Every brand is looking for that “tweet spot” – when an advertising message can garner a million impressions for a brand. And then there is the other side of the coin: a simple tweet can come back to bite companies where it hurts.

Automakers Hyundai and Kia, fast-food walas KFC and Pizza Hut were among global brands that found themselves at the mercy of an ungentle storm last week for tweets commemorating ‘Kashmir Day’ spread by their dealership partners in Pakistan for Pakistani consumers. After an outcry in India – Kashmir Day is a national holiday in Pakistan in which support is given to Kashmiris, separatists included, in Indian-administered Kashmir – all had to apologize – in India.

Thus, social media offers great opportunities to interact with your customers. But where do you draw a line of control?

A corporate communications manager for an international pharmaceutical company once told me that it took him 7-10 days to get approval for a social media post. Why? As a pharma company, they need to have a position approved by their compliance officer in India, their legal officer and their medical team. Then it has to go to the corporate headquarters for authorization. I asked him how often his company posts on his various social handles. He says he’s lucky to post one a month.

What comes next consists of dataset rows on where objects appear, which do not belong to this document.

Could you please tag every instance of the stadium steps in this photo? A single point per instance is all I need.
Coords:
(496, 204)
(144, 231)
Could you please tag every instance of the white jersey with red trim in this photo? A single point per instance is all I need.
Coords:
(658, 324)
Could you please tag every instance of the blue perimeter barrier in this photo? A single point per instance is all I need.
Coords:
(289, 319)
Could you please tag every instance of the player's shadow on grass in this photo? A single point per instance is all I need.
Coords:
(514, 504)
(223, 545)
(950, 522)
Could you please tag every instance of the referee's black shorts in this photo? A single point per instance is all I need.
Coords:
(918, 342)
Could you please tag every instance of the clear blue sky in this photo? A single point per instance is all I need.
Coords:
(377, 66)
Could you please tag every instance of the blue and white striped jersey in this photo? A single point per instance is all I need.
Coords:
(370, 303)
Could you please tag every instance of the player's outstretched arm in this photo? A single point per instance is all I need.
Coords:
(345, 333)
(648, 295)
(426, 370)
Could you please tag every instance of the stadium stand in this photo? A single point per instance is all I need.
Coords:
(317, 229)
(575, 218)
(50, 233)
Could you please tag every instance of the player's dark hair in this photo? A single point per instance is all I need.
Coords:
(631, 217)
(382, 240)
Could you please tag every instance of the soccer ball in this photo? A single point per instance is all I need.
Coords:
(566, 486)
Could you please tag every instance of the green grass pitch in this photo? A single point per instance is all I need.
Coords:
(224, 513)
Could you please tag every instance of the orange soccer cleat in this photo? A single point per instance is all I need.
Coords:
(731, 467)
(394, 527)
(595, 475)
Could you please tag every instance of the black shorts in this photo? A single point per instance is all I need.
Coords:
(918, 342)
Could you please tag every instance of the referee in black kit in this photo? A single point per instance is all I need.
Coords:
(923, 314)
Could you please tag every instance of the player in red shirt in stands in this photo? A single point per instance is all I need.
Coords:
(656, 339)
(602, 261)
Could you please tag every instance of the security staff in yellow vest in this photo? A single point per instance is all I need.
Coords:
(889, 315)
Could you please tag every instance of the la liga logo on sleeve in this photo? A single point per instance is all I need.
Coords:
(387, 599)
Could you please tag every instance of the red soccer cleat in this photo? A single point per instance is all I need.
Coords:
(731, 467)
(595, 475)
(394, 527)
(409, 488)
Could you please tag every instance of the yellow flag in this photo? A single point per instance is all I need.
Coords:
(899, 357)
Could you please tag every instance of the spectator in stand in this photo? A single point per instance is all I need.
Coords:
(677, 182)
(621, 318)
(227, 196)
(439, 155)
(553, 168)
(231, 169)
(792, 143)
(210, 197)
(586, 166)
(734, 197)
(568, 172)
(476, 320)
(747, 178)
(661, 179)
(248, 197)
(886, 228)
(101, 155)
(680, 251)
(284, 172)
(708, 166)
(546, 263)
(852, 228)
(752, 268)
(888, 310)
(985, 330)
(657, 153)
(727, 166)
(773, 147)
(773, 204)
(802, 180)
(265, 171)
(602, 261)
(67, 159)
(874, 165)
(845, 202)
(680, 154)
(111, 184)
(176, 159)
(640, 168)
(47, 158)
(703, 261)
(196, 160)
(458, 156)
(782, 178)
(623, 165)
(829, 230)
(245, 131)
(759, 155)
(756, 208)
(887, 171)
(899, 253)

Admittedly, this may be one end of the spectrum. The other end is where a company creates a handful of social media outlets and that handful is left in the hands of a local social media agency with very little oversight. Marks can get in trouble wading through dangerous terrain. We have seen this happen with some brands in India that have come under attack for crossing the religious “Lakshman rekha”. The ‘Kashmir Day’ mess is an example of how a tweet can backfire if you don’t look at all sides of the issue and the clientele. In this case, it was literally on both sides of the Indo-Pakistan border.

It is right, even welcome, for a brand to celebrate a holiday or a universal cause. But when a brand takes to supporting jingoist causes, not expecting a backlash in today’s connected, globalized world is foolishness. Many international brands have a well-established protocol on who approves a social media post, without undue delay. They need to be aware of sensitivities. And which momentary marketing opportunities they should run with, and which ones they should ignore.

It’s surprising that Hyundai, of all companies, had this problem. It has been named as one of the smartest automotive marketing companies in the world. During the 2008 recession, this South Korean car giant ran a campaign in the United States promising car buyers a “no questions asked buyback” in case they lost their jobs. They repeated it at the height of the Covid pandemic.

For such a company, it is indeed a counter-current crushing in a pole that it has not realized cross-border and inter-market realities. Wringing hands while driving is a difficult maneuver to perform.